[MLton] MLton library project licensing

Sun Oct 8 12:11:10 PDT 2006

Quoting Stephen Weeks <sweeks at sweeks.com>:
[...]
> Great.  We never did settle on a place.  I think that it would be best
> to create a new toplevel project in the repository, parallel to the
> mlton project.  I proposed
> 
>   svn://mlton.org/mltonlib
> 
> Since there were no objections, I've gone ahead and created it, with
> the standard {branches,tags,trunk} subdirectories.

I have no objections regarding the place, but I think that the standard
repository layout is not ideal for a collection of libraries.  (Thanks
to SVN this shouldn't matter as we can reorganize the repository.)  Below
are some thoughts on flexible library development.

About requirements
------------------

If there is one thing that I've learned over the years about designing
libraries is that you can never get the interface just right the *first*
time.  You can only really begin to understand how good the interface of a
library is after you've seen a lot of code written by *others* that uses
your library.  Others often use and misuse your library in ways that you
simply couldn't imagine by yourself.  Others also often run into problems
that you didn't.

Some of the issues found by others indicate weaknesses in the library
interface and some in the library documentation.  Some issues may be best
solved within the library - perhaps by revising the library or
documentation.  Some issues may be best solved by writing an auxiliary
library.  All this really boils down to this: as a library author, you
want to be able to add value to your library by revising it by changing
the interface of the library in backwards incompatible ways.  Otherwise
your library will gradually lose value until it becomes obsolete and is
replaced by another library.

However, you just can't keep constantly changing the interface of your
library.  If you do, your users will quickly become annoyed by the need to
continuously upgrade their code.  You want to do be able to revise your
library *without imposing* a tight schedule upon the users of your library
to upgrade to the revised interface.

Library users would generally like to be able to use entirely new
libraries as they become available.  However, at the same, they also want
to decide *when* to upgrade their code to use a new revision of a
library.  The schedules of library users and authors aren't likely to be
neatly synchronized.  Thus, if you are distributing a collection of
libraries, you shouldn't tie the launch of a new library to the revision
of another library.  That would impose an upgrade burden upon the users of
the revised library should they want to use the newly added library.
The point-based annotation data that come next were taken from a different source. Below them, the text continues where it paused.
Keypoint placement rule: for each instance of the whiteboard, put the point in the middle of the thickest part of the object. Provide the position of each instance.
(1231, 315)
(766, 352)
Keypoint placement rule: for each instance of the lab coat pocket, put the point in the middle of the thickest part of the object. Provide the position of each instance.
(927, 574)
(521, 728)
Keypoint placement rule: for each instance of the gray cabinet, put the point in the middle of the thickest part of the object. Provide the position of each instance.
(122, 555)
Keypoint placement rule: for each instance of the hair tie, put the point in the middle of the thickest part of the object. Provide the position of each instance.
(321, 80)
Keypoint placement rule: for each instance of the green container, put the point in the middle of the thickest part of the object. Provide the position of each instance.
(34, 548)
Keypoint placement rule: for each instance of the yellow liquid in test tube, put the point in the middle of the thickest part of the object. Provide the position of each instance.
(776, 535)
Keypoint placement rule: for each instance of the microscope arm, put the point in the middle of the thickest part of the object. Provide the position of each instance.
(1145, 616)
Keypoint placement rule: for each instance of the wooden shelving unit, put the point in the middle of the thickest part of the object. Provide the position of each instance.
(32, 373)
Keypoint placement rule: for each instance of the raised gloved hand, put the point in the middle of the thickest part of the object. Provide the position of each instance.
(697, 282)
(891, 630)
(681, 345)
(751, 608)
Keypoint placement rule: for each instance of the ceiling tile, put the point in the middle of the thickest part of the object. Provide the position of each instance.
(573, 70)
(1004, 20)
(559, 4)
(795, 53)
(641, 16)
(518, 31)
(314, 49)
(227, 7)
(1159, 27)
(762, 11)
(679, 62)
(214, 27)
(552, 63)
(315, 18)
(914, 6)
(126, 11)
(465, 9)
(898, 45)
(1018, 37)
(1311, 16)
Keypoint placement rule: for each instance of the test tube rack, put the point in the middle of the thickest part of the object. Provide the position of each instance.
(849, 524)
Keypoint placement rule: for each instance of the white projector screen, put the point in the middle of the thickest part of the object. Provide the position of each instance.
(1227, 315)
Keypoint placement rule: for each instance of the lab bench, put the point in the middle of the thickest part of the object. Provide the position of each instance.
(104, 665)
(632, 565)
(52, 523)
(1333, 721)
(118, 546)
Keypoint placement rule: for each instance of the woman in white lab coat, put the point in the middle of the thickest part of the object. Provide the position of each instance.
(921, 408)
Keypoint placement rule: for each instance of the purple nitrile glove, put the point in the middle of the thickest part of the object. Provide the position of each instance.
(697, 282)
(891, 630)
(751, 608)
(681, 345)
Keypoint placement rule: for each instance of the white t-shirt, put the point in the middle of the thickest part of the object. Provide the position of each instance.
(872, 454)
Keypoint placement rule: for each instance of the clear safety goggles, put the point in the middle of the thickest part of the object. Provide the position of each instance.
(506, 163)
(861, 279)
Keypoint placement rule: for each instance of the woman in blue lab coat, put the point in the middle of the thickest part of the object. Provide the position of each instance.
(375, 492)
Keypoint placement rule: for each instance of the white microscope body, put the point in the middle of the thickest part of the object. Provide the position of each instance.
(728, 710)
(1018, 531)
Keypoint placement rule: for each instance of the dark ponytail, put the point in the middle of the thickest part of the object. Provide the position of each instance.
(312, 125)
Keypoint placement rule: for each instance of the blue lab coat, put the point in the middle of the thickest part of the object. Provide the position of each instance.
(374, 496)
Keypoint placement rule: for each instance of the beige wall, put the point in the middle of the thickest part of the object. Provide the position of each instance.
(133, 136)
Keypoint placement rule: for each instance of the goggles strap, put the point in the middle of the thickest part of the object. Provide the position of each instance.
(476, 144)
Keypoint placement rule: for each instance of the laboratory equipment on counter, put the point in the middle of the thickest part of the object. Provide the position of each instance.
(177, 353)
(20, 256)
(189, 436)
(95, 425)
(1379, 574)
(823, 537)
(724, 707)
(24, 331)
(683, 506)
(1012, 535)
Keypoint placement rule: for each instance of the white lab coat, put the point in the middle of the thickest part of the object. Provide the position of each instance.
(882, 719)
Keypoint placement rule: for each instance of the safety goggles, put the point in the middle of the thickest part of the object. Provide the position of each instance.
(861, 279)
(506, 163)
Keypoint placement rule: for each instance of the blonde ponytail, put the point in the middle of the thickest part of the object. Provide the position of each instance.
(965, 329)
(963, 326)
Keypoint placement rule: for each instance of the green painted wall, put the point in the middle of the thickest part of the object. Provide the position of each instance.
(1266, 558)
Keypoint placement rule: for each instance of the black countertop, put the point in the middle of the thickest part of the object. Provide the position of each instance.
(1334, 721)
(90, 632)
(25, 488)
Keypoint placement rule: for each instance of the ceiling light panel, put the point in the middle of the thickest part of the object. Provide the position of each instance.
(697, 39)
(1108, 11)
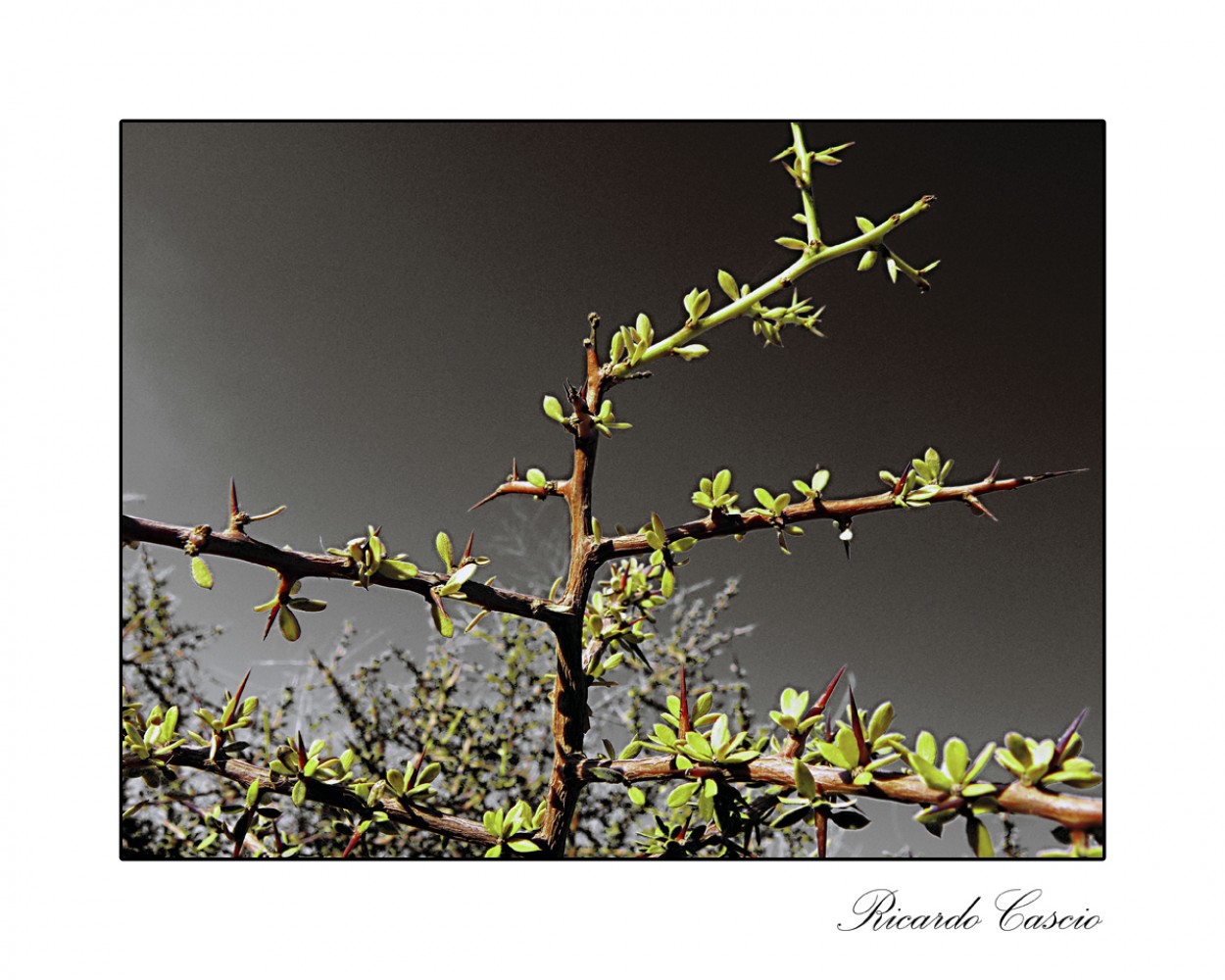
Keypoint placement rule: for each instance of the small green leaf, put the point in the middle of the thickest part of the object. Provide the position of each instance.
(728, 285)
(288, 623)
(442, 544)
(804, 782)
(201, 573)
(682, 794)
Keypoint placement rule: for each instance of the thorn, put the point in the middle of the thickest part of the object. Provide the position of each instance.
(353, 842)
(1052, 475)
(865, 754)
(272, 617)
(485, 500)
(1062, 744)
(976, 505)
(829, 690)
(902, 479)
(684, 718)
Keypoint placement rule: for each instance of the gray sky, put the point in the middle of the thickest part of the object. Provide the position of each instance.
(361, 319)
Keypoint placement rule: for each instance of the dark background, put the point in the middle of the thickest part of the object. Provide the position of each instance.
(359, 321)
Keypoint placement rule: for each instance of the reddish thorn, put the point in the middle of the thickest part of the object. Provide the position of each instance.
(1062, 744)
(684, 718)
(824, 699)
(272, 617)
(235, 700)
(416, 768)
(353, 842)
(498, 493)
(857, 726)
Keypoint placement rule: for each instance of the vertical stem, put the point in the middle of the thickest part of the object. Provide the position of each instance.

In summary, the two most important requirements for a library architecture
are that library authors need to be able to revise their libraries, but at
the same time, library users need to be able to decide when to upgrade
their code to use the revised library.  If something in the library
architecture conflicts with this, such as tying the release of new
libraries to the revision of old libraries, then there will be pain.

Per repository branching
------------------------

Probably the most common approach to version control is to do repository
wide branching.  Under SVN, the repository would be organized using the
"standard layout" and the trunk would look roughly like this:

  trunk/
    a/ ... lib a files ...
    b/ ... lib b files ...

The treatment of the trunk varies from approach to approach.  In one
approach the trunk is treated as a sort of "stable" branch that could, in
principle, be released at any point.  New features are developed in
"feature branches" before being integrated into the trunk.  In another
approach, new features are developed in the trunk and a "release branch"
is created for each release effectively selecting the set of new features
to be stabilized for the release.  At any rate, the branches duplicate the
structure of the trunk

  branches/
    b1/a/ ... lib a files ...
       b/ ... lib b files ...
    b2/a/ ... lib a files ...
       b/ ... lib b files ...
    ... more branches ...

and some merging is performed between branches.  In particular, changes
(either new features or bug fixes) are usually merged from branches to the
trunk.

As suggested above, a repository rarely contains just one library.  A big
library usually consists of many smaller libraries.  In a collaborative
library project each library has its own set of maintainers with their own
schedules.  Libraries are often developed in parallel.  This kind of
development is poorly supported by repository wide branching.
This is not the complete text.